Consequences of restarting one of participants in a distributed transaction
abof Aug 3, 2017 4:44 PMIn short: my question is about the mechanism of committing changes in a distributed transaction. Distributed between two Wildfly server instances. What's important in my examples, is that one of servers is restarted before the transaction ends. Before I go into details, I will describe the run-time environment:
- application server: Wildfly 8.2;
- database server: "PostgreSQL 9.5.5 to x86_64-pc-linux-gnu"; in Wildfly as a XA Datasource with 'postgresql-9.1-903.jdbc4' driver;
- Wildfly configuration is slightly changed relative to base 'standalone.xml' file (not 'full-standalone'!); (the 'jboss.node.name' of each server is unique); each server is running in debug-mode; second server has 100-port-offset;
- I'm starting main method on first server with Eclipse NEON as a client; Eclipse has two 'remote java application' connection - one for each server - for debugging.

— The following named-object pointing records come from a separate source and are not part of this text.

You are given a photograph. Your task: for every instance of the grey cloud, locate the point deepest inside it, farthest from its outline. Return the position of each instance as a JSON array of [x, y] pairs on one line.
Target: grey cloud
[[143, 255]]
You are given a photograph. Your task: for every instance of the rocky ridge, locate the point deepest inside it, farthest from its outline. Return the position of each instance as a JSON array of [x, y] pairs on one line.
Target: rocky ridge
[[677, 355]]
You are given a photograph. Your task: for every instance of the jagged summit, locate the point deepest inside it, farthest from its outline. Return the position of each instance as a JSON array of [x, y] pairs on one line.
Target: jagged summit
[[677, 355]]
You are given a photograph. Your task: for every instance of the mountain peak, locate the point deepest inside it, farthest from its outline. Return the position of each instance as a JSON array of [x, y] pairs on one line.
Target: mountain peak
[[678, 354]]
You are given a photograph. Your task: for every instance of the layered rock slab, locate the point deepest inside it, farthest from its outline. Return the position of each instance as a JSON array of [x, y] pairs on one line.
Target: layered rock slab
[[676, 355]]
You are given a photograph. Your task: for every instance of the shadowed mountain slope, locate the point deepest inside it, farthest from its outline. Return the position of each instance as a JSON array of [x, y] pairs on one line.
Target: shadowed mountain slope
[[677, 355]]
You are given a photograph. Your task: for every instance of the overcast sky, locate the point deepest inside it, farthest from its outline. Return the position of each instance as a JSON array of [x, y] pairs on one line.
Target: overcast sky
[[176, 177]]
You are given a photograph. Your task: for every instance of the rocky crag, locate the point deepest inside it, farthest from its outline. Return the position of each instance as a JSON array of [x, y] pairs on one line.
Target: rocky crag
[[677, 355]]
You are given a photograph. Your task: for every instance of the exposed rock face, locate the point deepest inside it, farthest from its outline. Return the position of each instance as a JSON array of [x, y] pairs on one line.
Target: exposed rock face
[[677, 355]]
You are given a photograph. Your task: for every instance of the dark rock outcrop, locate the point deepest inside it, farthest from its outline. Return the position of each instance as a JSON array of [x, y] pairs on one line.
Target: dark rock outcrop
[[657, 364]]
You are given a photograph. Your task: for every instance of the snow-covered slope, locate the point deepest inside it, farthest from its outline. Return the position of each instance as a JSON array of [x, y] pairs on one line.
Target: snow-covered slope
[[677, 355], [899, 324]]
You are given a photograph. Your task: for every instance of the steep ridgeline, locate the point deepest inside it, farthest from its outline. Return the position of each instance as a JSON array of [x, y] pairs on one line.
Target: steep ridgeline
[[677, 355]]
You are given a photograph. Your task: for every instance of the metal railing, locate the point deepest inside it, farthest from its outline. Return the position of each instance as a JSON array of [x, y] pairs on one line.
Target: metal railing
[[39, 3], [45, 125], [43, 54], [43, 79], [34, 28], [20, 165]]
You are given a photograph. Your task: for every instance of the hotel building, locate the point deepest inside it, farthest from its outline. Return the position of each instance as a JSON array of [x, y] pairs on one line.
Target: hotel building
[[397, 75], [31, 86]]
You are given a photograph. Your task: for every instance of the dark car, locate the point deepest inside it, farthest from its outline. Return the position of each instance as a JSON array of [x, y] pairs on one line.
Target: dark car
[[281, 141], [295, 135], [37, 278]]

I'll describe two cases. First of them – A – involves one datasource  in remote server S2 (insertion of simple entity). Second case – B – involves two datasources – one for each server.
Description of case A:
The first server – S1 – starts main method (@TransactionAttribute = REQUIRED) and, in the same time begins transaction – T1.
First part of mentioned method invokes remote method on the second server; remote method joins to propagated transaction – T1 (@TransactionAttribute = REQUIRED). There's database involved within that method – simple 'INSERT' via XA Datasource – DS_1. After that, control returns to main method on S1.
Imagine that along with first X  (the red one) time consuming operation starts within main method on S1. It ends “after” second X (the green one). I've simulated time consuming processing with breakpoint during debugging. What's important – S2 has restarted “between” those X'es (i.e. S2 starts again before "green X").
On S1, within server logs there's INFO message: “EJBCLIENT000016: Channel Channel ID b6b41d02 (outbound) of Remoting connection 438a2403 to /12.3.45.678:4447 can no longer process messages”.
Main method on S1 ends; T1 also. Debugging on 'org.postgresql.xa.PGXAConnection' shows `commit(Xid xid, boolean onePhase)` invocation with 'onePhase = true'.
The point is that after exiting from main method there's no changes in database of datasource DS_1! What's bothers me even more is that there's no ERRORS or EXCEPTIONS - neither on S1 nor S2 logs!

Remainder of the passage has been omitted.